Het respect dat ik heb voor iedereen die naar mij komt om les van mij te krijgen. Ik vind dat nogal wat, dat mensen zich aan mij overgeven en zich kwetsbaar durven opstellen. Dat wil ik met de grootst mogelijke zorgvuldigheid en compassie doen. Daarin ben ik dienend. Vaak voelen mensen dat ook… je laat je als deelnemer leiden en je werk wordt gezien en beoordeeld, hoe je het ook wendt of keert. Ik veroordeel niet en wil daarin zo zuiver als ik kan kijken. Ik wil mensen optillen en niet afbreken. Soms horen daar ook lastige vragen bij.
Het boeddhisme heeft me geleerd beter naar mezelf te luisteren. In die zin dat ik duidelijker zie waar ik mee bezig ben. Het raakt me ook minder wat mensen van mijn werk vinden. Dat wil niet zeggen dat ik ongevoelig ben voor kritiek, maar ik ga daardoor niet anders werken.

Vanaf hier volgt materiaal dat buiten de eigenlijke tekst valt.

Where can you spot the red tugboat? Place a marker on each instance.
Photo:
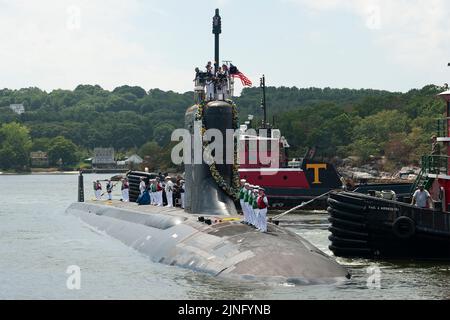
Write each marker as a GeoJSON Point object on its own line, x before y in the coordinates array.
{"type": "Point", "coordinates": [371, 227]}
{"type": "Point", "coordinates": [291, 181]}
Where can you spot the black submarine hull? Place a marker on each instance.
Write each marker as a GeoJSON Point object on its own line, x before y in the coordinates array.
{"type": "Point", "coordinates": [226, 248]}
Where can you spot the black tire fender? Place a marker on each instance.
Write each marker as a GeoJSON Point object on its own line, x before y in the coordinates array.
{"type": "Point", "coordinates": [404, 227]}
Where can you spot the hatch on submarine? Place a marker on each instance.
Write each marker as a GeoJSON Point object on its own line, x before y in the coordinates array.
{"type": "Point", "coordinates": [223, 247]}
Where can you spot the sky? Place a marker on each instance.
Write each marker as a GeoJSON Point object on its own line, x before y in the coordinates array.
{"type": "Point", "coordinates": [394, 45]}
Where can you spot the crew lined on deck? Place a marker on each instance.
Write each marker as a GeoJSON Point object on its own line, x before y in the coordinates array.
{"type": "Point", "coordinates": [254, 204]}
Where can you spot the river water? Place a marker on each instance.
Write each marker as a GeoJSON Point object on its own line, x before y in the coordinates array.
{"type": "Point", "coordinates": [38, 242]}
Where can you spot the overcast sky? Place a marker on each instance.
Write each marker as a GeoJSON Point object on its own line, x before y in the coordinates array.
{"type": "Point", "coordinates": [383, 44]}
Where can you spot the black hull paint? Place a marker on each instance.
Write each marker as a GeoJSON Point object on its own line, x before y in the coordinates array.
{"type": "Point", "coordinates": [369, 227]}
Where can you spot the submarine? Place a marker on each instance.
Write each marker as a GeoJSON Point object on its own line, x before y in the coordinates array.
{"type": "Point", "coordinates": [208, 236]}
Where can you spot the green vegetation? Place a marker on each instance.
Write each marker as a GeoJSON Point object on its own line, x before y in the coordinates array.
{"type": "Point", "coordinates": [340, 122]}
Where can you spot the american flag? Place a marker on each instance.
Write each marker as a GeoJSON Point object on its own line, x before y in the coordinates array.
{"type": "Point", "coordinates": [235, 73]}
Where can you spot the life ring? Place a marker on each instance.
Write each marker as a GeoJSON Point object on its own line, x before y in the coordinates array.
{"type": "Point", "coordinates": [404, 227]}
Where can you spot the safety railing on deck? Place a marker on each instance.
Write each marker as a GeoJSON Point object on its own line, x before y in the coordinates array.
{"type": "Point", "coordinates": [442, 128]}
{"type": "Point", "coordinates": [430, 165]}
{"type": "Point", "coordinates": [435, 164]}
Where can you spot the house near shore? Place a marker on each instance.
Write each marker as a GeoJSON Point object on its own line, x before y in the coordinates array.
{"type": "Point", "coordinates": [17, 108]}
{"type": "Point", "coordinates": [132, 162]}
{"type": "Point", "coordinates": [103, 158]}
{"type": "Point", "coordinates": [39, 159]}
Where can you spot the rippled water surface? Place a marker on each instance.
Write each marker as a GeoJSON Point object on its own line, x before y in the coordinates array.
{"type": "Point", "coordinates": [38, 242]}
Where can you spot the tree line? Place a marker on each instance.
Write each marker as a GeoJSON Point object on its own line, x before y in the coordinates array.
{"type": "Point", "coordinates": [69, 124]}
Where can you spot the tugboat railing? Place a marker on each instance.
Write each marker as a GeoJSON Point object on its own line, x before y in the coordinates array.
{"type": "Point", "coordinates": [435, 164]}
{"type": "Point", "coordinates": [431, 164]}
{"type": "Point", "coordinates": [442, 127]}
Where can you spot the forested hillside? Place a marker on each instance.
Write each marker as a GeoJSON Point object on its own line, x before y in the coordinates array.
{"type": "Point", "coordinates": [340, 122]}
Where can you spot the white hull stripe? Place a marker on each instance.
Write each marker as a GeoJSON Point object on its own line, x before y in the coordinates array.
{"type": "Point", "coordinates": [439, 176]}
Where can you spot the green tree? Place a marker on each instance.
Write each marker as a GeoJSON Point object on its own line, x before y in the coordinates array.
{"type": "Point", "coordinates": [15, 145]}
{"type": "Point", "coordinates": [64, 149]}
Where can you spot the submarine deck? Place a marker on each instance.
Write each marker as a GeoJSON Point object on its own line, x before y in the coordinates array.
{"type": "Point", "coordinates": [226, 247]}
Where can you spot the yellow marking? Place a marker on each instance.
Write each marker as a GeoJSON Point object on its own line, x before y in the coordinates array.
{"type": "Point", "coordinates": [316, 168]}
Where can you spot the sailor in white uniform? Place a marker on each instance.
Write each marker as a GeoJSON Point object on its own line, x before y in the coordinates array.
{"type": "Point", "coordinates": [182, 191]}
{"type": "Point", "coordinates": [159, 193]}
{"type": "Point", "coordinates": [153, 198]}
{"type": "Point", "coordinates": [251, 212]}
{"type": "Point", "coordinates": [98, 190]}
{"type": "Point", "coordinates": [125, 190]}
{"type": "Point", "coordinates": [255, 210]}
{"type": "Point", "coordinates": [241, 198]}
{"type": "Point", "coordinates": [169, 192]}
{"type": "Point", "coordinates": [142, 186]}
{"type": "Point", "coordinates": [263, 205]}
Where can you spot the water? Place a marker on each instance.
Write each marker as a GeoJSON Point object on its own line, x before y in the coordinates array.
{"type": "Point", "coordinates": [38, 242]}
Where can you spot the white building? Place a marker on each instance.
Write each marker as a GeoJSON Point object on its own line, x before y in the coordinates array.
{"type": "Point", "coordinates": [103, 158]}
{"type": "Point", "coordinates": [17, 108]}
{"type": "Point", "coordinates": [134, 159]}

Klinkt alsof je nog meer je ankerpunt gevonden hebt van waaruit je werkt..
Ja, belangrijk vind ik dat het werk authentiek is en verbonden blijft met degene die het maakt.
Hoe zie je de week in Griekenland en wat doet die plek voor je werk?
Wanneer je echt al je aandacht bij je werk kunt houden, kun je in korte tijd tot een grote verdieping komen en gaan de processen veel sneller. In het dagelijks bestaan is dat bijna niet te organiseren tenzij je een full time personal assistent hebt.
Ik kijk er naar uit om zo te kunnen werken met cursisten. Mensen begeleiden, die zich helemaal kunnen richten op hun werk. En weten dat anderen ook aan het schilderen/tekenen zijn is absoluut stimulerend. ‘s Avonds naar elkaars werk kijken en van feedback voorzien, dat werkt als een trein.
En dat op een plek die buitengewoon mooi, stil en uitnodigend is…
De masterclass wordt gehouden van 13 t/m 19 september 2015.